The mayors, who have to make government work

Across most of America, the governments of workaday cities and towns don’t have the luxury or the capacity for the political gridlock that plagues national politics because, for one thing, the garbage would pile up.

Though the federal government draws the lion’s share of media attention, the level of governance that most affects Americans’ daily lives is not in far-off Washington, D.C., but a few blocks away on Main Street.

That’s why 40 mayors gathered in New York City last week for the inaugural session of the Bloomberg Harvard City Leadership Initiative, a collaboration between Harvard University and Bloomberg Philanthropies, a nonprofit foundation created by businessman and former New York City Mayor Michael Bloomberg.

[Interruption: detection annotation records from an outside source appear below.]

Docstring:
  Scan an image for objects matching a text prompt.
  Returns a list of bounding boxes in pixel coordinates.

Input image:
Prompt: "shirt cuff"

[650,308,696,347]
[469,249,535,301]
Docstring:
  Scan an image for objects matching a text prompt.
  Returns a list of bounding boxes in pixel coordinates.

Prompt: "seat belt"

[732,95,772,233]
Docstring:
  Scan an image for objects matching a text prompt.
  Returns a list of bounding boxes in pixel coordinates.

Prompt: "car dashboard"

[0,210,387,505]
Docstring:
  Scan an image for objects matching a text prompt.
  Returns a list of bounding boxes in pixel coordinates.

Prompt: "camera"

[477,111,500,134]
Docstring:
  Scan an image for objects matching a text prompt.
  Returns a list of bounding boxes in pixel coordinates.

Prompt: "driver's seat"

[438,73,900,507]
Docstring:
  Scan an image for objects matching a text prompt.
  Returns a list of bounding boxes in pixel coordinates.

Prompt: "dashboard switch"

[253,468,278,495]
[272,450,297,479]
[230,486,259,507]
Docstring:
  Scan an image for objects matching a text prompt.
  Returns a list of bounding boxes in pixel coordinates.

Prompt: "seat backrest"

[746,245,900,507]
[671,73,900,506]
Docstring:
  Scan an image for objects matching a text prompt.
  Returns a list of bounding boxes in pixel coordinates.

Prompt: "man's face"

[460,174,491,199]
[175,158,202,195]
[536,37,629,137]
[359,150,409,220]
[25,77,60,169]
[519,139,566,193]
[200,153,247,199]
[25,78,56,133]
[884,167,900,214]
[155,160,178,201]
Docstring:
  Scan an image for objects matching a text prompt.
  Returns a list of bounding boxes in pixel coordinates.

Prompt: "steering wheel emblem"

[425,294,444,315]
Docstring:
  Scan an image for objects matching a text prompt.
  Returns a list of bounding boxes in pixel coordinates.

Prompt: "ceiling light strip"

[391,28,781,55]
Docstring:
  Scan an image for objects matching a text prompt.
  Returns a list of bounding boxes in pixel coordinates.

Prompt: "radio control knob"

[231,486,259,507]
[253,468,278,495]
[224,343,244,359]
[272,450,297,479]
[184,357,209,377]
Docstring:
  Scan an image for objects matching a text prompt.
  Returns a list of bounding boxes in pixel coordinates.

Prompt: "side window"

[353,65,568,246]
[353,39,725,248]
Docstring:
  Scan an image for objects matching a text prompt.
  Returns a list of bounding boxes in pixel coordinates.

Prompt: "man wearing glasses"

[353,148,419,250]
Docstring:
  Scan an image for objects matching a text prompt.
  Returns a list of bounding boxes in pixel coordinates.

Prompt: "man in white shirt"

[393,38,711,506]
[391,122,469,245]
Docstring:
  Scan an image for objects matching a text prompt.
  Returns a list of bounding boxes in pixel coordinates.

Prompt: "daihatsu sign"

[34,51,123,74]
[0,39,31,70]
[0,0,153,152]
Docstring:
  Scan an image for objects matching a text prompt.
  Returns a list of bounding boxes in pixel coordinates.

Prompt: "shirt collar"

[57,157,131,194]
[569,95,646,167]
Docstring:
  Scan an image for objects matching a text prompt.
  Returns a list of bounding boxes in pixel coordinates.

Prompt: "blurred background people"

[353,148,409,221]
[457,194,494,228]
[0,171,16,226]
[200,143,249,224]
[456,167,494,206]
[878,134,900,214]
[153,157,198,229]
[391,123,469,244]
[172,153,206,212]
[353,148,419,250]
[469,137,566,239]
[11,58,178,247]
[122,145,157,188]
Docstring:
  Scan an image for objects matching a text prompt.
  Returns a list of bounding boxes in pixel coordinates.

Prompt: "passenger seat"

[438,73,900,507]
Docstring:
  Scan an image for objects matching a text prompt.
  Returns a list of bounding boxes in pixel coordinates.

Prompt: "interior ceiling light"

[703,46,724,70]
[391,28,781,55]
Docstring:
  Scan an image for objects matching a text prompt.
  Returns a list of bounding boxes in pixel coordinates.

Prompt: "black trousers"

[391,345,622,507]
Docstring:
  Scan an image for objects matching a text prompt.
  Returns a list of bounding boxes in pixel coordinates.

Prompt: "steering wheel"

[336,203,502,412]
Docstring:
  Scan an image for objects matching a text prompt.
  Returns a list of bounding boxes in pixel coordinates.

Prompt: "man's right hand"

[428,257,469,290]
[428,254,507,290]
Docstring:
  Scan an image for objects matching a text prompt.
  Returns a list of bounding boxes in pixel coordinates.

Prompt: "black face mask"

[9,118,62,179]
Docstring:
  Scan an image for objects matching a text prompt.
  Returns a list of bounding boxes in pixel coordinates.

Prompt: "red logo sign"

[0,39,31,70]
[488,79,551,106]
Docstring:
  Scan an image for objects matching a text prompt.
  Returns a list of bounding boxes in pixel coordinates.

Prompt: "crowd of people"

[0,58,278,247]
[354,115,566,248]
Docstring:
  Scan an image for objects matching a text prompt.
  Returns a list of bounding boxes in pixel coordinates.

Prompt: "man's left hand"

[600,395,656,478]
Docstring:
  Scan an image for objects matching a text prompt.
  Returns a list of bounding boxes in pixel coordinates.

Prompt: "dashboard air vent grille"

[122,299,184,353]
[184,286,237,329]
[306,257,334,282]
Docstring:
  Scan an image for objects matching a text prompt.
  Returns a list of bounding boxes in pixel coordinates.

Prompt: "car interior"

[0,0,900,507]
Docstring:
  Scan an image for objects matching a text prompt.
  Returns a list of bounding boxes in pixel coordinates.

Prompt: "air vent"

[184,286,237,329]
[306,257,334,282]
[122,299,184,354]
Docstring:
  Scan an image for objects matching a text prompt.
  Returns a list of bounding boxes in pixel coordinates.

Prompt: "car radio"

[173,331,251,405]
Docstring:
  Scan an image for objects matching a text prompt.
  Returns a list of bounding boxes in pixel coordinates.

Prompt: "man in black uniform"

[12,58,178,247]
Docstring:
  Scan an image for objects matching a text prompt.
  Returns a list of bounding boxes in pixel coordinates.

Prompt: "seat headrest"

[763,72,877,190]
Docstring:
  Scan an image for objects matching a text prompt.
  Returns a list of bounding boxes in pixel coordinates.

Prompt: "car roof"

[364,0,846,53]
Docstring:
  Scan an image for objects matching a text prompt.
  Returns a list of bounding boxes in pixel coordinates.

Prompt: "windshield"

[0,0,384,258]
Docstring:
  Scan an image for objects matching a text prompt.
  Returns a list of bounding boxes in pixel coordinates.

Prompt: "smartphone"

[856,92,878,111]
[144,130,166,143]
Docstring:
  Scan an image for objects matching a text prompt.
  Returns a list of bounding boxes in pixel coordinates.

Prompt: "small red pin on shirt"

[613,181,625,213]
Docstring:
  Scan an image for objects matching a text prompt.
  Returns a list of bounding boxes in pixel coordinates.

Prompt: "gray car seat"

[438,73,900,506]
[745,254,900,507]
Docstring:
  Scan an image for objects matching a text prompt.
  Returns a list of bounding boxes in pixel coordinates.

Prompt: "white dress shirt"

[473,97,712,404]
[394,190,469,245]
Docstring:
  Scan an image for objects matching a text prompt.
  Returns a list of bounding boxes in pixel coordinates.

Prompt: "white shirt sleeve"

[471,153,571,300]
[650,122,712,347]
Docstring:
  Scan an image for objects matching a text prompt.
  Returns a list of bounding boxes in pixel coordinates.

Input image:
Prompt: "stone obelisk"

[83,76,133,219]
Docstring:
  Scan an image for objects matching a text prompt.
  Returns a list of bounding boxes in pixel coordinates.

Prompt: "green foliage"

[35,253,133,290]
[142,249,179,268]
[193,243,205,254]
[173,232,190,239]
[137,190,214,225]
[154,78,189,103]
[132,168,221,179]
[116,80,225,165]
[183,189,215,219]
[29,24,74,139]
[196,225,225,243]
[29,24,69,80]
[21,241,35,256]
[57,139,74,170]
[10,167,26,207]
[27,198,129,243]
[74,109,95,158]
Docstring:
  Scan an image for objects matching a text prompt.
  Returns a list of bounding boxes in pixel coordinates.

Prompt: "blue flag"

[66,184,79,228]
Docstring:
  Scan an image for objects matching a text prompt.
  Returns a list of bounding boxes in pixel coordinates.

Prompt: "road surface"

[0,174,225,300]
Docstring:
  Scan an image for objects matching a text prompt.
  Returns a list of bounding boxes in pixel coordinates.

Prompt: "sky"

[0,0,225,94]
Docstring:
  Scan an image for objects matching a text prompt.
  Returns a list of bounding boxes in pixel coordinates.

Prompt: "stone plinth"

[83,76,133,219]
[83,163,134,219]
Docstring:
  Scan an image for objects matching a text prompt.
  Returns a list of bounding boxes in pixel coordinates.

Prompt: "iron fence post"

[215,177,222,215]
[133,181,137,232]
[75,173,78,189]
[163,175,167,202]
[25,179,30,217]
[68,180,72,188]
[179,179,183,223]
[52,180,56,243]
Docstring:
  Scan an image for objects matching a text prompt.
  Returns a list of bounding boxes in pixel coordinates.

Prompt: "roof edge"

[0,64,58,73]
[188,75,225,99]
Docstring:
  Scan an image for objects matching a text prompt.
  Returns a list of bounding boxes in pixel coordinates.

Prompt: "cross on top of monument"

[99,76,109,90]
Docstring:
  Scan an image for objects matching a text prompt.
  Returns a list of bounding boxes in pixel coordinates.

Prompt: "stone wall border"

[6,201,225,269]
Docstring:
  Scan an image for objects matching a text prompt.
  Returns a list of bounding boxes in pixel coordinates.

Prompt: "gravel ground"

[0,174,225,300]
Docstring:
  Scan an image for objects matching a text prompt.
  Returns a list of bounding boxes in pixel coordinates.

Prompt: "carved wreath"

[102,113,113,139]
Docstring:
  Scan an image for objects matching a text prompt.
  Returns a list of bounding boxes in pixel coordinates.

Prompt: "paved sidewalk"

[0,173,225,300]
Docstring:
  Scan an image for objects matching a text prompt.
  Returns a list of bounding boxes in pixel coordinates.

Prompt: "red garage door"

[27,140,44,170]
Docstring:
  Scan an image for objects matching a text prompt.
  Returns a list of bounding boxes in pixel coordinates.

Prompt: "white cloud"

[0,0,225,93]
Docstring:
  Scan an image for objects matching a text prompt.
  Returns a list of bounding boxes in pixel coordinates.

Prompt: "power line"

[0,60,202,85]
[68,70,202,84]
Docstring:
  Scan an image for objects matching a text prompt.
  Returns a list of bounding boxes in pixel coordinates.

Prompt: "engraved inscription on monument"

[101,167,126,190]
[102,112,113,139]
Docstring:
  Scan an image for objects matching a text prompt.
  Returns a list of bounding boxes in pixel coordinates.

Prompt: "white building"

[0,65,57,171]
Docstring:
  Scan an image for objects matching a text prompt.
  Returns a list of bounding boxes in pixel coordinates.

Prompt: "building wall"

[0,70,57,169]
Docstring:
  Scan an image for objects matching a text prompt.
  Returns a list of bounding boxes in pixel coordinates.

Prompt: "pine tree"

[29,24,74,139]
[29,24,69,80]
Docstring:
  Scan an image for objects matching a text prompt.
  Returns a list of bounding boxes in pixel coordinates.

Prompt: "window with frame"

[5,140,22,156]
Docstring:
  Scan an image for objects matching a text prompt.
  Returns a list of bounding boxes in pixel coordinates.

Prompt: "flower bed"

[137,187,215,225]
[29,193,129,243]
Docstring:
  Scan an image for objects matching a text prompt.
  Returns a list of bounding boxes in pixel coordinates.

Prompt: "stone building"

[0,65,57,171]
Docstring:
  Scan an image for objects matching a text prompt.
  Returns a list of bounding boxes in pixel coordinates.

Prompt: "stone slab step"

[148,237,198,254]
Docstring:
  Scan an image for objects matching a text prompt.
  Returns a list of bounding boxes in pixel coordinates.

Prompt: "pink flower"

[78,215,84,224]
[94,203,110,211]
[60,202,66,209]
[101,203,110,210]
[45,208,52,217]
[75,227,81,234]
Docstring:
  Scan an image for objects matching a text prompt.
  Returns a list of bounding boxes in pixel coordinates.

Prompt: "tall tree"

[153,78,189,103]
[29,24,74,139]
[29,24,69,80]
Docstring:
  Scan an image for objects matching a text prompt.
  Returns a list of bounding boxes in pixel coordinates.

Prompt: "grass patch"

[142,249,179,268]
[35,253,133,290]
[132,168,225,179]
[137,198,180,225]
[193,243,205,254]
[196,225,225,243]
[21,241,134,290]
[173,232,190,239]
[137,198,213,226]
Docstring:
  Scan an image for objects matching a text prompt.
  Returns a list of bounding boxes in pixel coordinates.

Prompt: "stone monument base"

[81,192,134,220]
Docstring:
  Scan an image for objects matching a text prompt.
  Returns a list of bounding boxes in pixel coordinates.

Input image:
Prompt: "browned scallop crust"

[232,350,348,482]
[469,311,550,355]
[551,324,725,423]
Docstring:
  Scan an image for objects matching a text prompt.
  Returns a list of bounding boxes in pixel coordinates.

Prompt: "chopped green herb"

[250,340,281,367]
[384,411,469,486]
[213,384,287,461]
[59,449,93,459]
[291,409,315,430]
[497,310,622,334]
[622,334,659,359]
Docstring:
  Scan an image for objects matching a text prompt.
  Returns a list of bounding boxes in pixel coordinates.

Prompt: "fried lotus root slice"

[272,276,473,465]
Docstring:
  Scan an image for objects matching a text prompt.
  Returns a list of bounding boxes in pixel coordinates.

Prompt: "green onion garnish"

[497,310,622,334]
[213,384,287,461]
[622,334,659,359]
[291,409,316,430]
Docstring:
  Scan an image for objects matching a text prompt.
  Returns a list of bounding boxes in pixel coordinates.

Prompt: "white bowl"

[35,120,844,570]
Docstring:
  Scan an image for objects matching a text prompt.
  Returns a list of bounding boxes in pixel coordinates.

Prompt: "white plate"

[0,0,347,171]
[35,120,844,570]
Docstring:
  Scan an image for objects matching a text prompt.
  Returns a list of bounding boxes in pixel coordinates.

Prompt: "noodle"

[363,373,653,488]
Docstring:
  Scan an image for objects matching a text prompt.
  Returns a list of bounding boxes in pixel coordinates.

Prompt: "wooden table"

“Local government is close to the people. Mayors are most immediately held accountable when something goes wrong,” said Jorrit de Jong, lecturer in public policy at the Harvard Kennedy School (HKS) and the initiative’s faculty director. “We also see at this time there’s a moment for cities … Cities feel like they can’t rely very much on the federal government, so they’ll have to deal with social inequality, climate change, and economic development themselves.”

De Jong said that Bloomberg, whose $32 million gift last year helped create the initiative, wants to foster creativity and innovation in cities and help them become high-performing organizations.

“Nobody else is going to take care of these problems,” de Jong said.

The three-day executive session, which wrapped up July 19, was developed and taught by faculty from HKS and Harvard Business School (HBS) and included comments from Harvard Provost Alan Garber. The gathering was just a start. For the next year, it will be followed up with remote, online sessions through HBS’s HBX Live online learning platform. The initiative also will offer programming for the mayors’ top senior staff members, who will attend a four-day session in New York City next month, de Jong said.

Other aspects of the program, whose Harvard home is HKS’ Ash Center for Democratic Governance and Innovation, include a research effort to identify innovative solutions to the problems facing cities, the development of case studies to teach leaders how to improve city programs, and an internship program that will dispatch Harvard students to work with the mayors. The mayors also will trade their own expertise, learning from each other.

Mayor Sharon Weston Broome of Baton Rouge, La., attended the New York program because, as a new mayor — she took office in January — she felt it was important to take the opportunity to learn.